Proof: Every matrix transformation is a linear transformation

Showing that any matrix transformation is a linear transformation is overall a pretty simple proof (though we should be careful using the word “simple” when it comes to linear algebra!) But, this gives us the chance to really think about how the argument is structured and what is or isn’t important to include – all of which are critical skills when it comes to proof writing.

[adsenseWide]

Needed definitions and properties

Since we want to show that a matrix transformation is linear, we must make sure to be clear what it means to be a matrix transformation and what it means to be linear.
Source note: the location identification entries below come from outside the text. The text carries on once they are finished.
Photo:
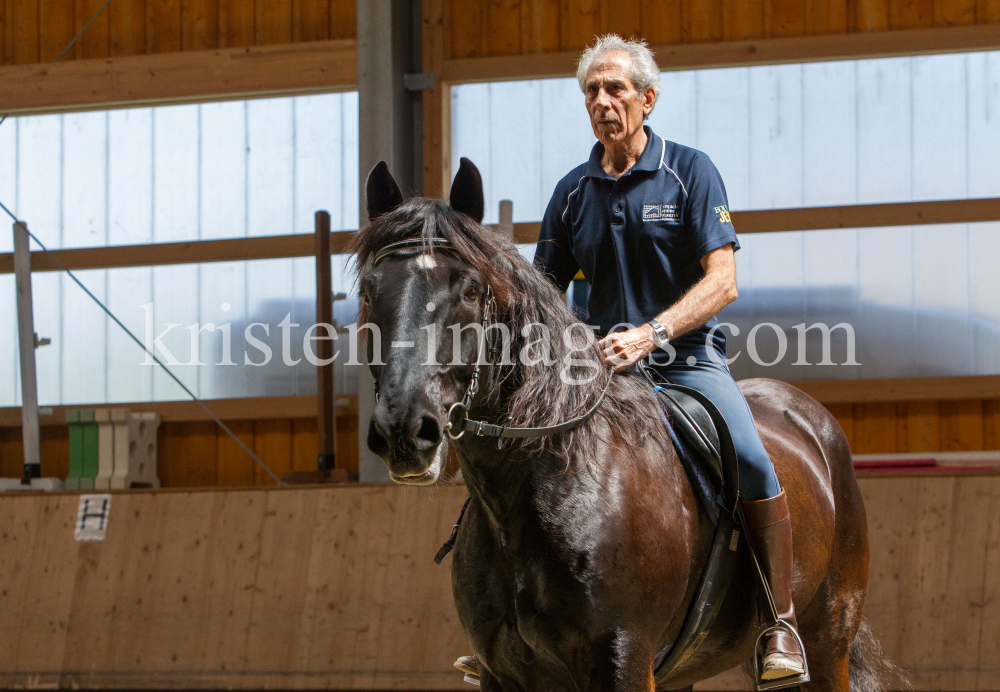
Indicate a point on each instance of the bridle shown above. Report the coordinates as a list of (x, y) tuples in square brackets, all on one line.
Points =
[(463, 423)]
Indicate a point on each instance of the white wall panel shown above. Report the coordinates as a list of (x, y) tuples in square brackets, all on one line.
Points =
[(940, 147), (9, 371), (723, 109), (776, 130), (175, 173), (923, 300), (829, 153), (40, 176), (884, 131), (176, 202), (85, 203)]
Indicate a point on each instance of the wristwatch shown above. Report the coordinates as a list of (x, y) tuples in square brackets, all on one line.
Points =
[(660, 334)]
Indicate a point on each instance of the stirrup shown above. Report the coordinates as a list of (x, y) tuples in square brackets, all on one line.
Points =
[(758, 660)]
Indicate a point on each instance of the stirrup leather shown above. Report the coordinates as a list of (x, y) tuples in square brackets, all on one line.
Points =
[(758, 659)]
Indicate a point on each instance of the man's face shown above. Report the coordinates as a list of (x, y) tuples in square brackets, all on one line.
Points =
[(615, 106)]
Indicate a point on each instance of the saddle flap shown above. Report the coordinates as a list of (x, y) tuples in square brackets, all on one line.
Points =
[(694, 425)]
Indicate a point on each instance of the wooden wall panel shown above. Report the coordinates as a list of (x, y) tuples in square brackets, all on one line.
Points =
[(624, 19), (235, 467), (343, 19), (480, 28), (273, 445), (37, 30), (784, 18), (57, 27), (540, 25), (334, 587), (742, 19), (466, 29), (310, 20), (188, 455), (199, 24), (127, 27), (701, 21), (273, 22), (580, 22), (503, 27)]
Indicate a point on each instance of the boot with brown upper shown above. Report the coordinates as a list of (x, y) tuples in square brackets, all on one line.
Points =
[(770, 530)]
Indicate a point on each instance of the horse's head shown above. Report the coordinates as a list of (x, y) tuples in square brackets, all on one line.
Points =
[(416, 294)]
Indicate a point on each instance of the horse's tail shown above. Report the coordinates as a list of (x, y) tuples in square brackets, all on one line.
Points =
[(869, 667)]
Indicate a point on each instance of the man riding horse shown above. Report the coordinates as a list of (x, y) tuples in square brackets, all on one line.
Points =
[(647, 221)]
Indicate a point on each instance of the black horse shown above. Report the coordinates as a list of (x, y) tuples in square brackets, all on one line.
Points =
[(580, 553)]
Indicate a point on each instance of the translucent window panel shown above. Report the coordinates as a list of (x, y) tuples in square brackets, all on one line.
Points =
[(91, 360), (921, 301), (817, 134), (172, 173)]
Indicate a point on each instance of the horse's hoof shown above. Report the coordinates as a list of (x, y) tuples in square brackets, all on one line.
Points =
[(468, 665), (779, 665)]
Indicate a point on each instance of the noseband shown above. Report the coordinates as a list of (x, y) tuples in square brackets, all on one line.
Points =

From there, we can determine if we need more information to complete the proof.

Definition of a linear transformation

For a transformation to be linear, it must satisfy the following rule for any vectors \(\vec{u}\) and \(\vec{v}\) in the domain and for any scalars \(c\) and \(d\).

\(T(c\vec{u} + d\vec{v}) = cT(\vec{u}) + dT(\vec{v})\)

Our goal will be to show that this has to hold for any matrix transformation, regardless of the domain, codomain, or specific matrix.

Definition of a matrix transformation

A matrix transformation is any transformation T which can be written in terms of multiplying a matrix and a vector. That is, for any \(\vec{x}\) in the domain of T:

\(T(\vec{x}) = A\vec{x}\) for some matrix \(A\)

We will likely need to use this definition when it comes to showing that this implies the transformation must be linear.

Properties that hold when multiplying a matrix and a vector

Since the definition relies on a matrix multiplying a vector, it might be useful to note some of the associated properties.

  • For any scalar \(c\) and vector \(\vec{x}\): \(A(c\vec{x}) = cA\vec{x}\)
  • For any two vectors \(\vec{x}\) and \(\vec{y}\): \(A(\vec{x} + \vec{y}) = A\vec{x} + A\vec{y}\)

These properties are typically proven when you first learn matrix multiplication. So, it is OK for us to use them without additional proof.

The idea

Looking at the properties of multiplication and the definition of a linear combination, you can see that they are almost identical statements. All we need to do is work carefully with the notation to combine the rules. Since we want to show that \(T(c\vec{u} + d\vec{v}) = cT(\vec{u}) + dT(\vec{v})\), and we know that \(T(\vec{x}) = A\vec{x}\) for some matrix \(A\) (we are assuming T is a matrix transformation for the sake of the proof), then we really need to show:

\(A(c\vec{u} + d\vec{v}) = cA\vec{u} + dA\vec{v}\)

By carefully applying the properties of multiplication, this should fall right into place. We just need to organize it all!

Remember when writing your proof to always define anything you use. You will notice that is one of the first things done in the proof below.

The proof

Every matrix transformation is a linear transformation.

Suppose that T is a matrix transformation such that \(T(\vec{x}) = A\vec{x}\) for some matrix \(A\) and that the vectors \(\vec{u}\) and \(\vec{v}\) are in the domain. Then for arbitrary scalars \(c\) and \(d\):

\(\begin{align} T(c\vec{u} + d\vec{v}) &= A(c\vec{u} + d\vec{v})\\ &= A(c\vec{u}) + A(d\vec{v})\\ &= cA\vec{u} + dA\vec{v}\\ &= cT(\vec{u}) + dT(\vec{v})\end{align}\)

As \(T(c\vec{u} + d\vec{v}) = cT(\vec{u}) + dT(\vec{v})\), T must be a linear transformation. \(\blacksquare\)

That’s it! All that build up for nothing huh? Well, not quite. Organizing our thoughts beforehand allowed us to write a nice and succinct proof. That’s the idea – we want people to be able to read this and see why the statement must be correct.

Now that we have this property, we can show a transformation is linear by finding a matrix A that implements the mapping (when that’s possible – see important note below). How to do this is explained here:
Finding the matrix of a linear transformation

Important

While every matrix transformation is a linear transformation, not every linear transformation is a matrix transformation. That means that we may have a linear transformation where we can’t find a matrix to implement the mapping. However, as long as our domain and codomain are \({R}^n\) and \(R^m\) (for some m and n), then this won’t be an issue.

Under that domain and codomain, we CAN say that every linear transformation is a matrix transformation. It is when we are dealing with general vector spaces that this will not always be true.